Nelson – Não sou muito ambicioso nesse aspecto, mas gostava de poder continuar a fazer os meus discos da maneira que os faço, e eu é que mando! Nesse aspecto, a nível de composição e produção acho que todos os artistas têm de ser assim, faço as coisas à minha maneira e depois convido músicos para tocar comigo mas poder continuar a fazer pelo menos 1 disco por ano nas minhas condições já era muito bom. Se puder ganhar algum dinheiro com isto e pagar a renda… tenho viajado bastante e isso é bom, continuo um pé rapado mas já toquei em vários sítios e conheci outros músicos e vários países isso tem sido do mais gratificante possível.

MDX – Se tivesses de mudar alguma coisa no mundo, o que é que mudavas?

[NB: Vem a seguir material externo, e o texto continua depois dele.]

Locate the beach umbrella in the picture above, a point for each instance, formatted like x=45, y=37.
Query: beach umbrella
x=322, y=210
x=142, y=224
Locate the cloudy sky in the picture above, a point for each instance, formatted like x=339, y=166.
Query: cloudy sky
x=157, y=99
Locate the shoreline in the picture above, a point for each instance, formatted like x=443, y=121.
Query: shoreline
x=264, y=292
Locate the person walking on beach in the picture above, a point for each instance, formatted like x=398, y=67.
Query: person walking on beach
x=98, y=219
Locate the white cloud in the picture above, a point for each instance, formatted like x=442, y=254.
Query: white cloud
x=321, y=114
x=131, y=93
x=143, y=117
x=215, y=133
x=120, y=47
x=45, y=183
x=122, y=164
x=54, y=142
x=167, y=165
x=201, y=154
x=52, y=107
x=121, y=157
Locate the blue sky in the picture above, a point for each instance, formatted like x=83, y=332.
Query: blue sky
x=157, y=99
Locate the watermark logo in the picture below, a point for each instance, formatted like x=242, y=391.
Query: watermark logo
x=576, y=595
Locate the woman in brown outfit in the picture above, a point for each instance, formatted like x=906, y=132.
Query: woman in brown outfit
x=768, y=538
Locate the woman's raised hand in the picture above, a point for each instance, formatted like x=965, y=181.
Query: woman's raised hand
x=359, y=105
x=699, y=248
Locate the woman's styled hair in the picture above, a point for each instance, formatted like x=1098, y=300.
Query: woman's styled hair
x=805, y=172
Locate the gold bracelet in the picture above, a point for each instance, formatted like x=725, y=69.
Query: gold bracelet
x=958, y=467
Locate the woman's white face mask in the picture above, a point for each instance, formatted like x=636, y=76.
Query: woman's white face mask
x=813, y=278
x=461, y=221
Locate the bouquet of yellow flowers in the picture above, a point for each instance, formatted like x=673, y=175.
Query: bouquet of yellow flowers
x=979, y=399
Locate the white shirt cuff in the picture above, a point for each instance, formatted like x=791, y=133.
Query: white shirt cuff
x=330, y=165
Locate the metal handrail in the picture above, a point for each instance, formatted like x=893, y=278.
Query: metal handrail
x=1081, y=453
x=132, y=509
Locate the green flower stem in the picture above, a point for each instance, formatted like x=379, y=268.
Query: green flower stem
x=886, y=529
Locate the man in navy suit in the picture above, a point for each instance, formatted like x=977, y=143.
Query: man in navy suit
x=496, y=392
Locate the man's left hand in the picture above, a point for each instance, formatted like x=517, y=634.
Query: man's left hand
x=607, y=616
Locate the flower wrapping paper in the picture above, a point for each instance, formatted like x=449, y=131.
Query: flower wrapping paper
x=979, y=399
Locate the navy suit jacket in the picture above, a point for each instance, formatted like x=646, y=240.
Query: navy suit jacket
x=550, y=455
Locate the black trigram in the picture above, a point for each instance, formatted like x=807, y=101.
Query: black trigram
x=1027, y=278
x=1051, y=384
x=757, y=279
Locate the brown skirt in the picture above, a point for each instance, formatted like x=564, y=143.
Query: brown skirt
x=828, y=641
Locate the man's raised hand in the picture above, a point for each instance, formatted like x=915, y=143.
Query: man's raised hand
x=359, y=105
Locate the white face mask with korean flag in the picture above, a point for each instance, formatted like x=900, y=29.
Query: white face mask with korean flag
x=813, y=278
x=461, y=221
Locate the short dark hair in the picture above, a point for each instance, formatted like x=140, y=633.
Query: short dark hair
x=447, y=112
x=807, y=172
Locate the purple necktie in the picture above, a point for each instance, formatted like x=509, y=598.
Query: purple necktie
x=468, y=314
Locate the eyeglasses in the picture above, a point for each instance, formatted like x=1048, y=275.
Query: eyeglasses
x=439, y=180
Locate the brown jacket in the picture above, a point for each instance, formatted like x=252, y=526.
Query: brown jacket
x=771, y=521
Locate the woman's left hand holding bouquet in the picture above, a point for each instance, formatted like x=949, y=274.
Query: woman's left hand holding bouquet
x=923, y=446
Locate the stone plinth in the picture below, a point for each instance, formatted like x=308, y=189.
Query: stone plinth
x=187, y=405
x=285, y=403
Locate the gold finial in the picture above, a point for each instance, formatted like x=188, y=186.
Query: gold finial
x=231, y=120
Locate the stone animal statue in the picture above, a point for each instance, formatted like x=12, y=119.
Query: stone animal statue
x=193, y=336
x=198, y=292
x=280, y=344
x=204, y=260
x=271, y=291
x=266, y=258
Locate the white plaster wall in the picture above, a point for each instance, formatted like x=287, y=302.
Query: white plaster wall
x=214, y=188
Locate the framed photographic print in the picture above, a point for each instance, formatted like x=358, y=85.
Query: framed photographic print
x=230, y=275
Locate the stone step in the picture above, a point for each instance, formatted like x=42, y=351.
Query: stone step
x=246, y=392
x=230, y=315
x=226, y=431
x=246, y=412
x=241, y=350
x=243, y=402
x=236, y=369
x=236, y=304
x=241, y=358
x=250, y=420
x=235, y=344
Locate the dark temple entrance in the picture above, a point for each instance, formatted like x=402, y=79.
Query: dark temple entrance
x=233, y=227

Nelson – Mudava quase tudo. Mudava as pessoas! Pegava numa grua, tirava as cabeças e punha umas cabeças mais giras, menos complexadas, mais de bem com a vida e a aproveita-la mais sem estragar a vida dos outros, basicamente era isso. De resto o mundo é um sítio brutal, as pessoas é que dão cabo disto tudo. Que as pessoas começassem a olhar menos para a televisão e mais para o mundo, as pessoas querem ver o mundo na televisão mas é melhor abrirem uma janela e olharem para o mundo e para as pessoas e ser mais críticas e autocríticas. Nesta vida da música eu pergunto-me todos os dias o que é que ando aqui a fazer e depois chego sempre a boas conclusões e continuo a fazer,  a ideia é essa. Questionem-se a si próprios e aos outros e curtam a vida porque eu só acredito nesta, há quem acredite em mais e mesmo que haja mais esta não deixa de ser preciosa por causa disso.

MDX – Que mensagem gostavas de deixar aos nossos leitores?

Nelson – Vão atrás dos vossos sonhos e divirtam-se muito no processo. Tenham um plano, isso é muito importante. Se não tiverem um plano façam um: “vou ser muito feliz com o que?” e depois tentem fazer o possível para lá chegar. Não é preciso acumularem montes de dinheiro, basta apenas fazerem um plano para serem felizes, não se deixem só andar porque depois um dia olham para trás e arrependem-se de não ter feito as coisas porreiras que podiam ter feito.

Só temos a agradecer as palavras de Nelson e ansiar que continue a fazer a boa música que faz, coberta de alma e sabedoria.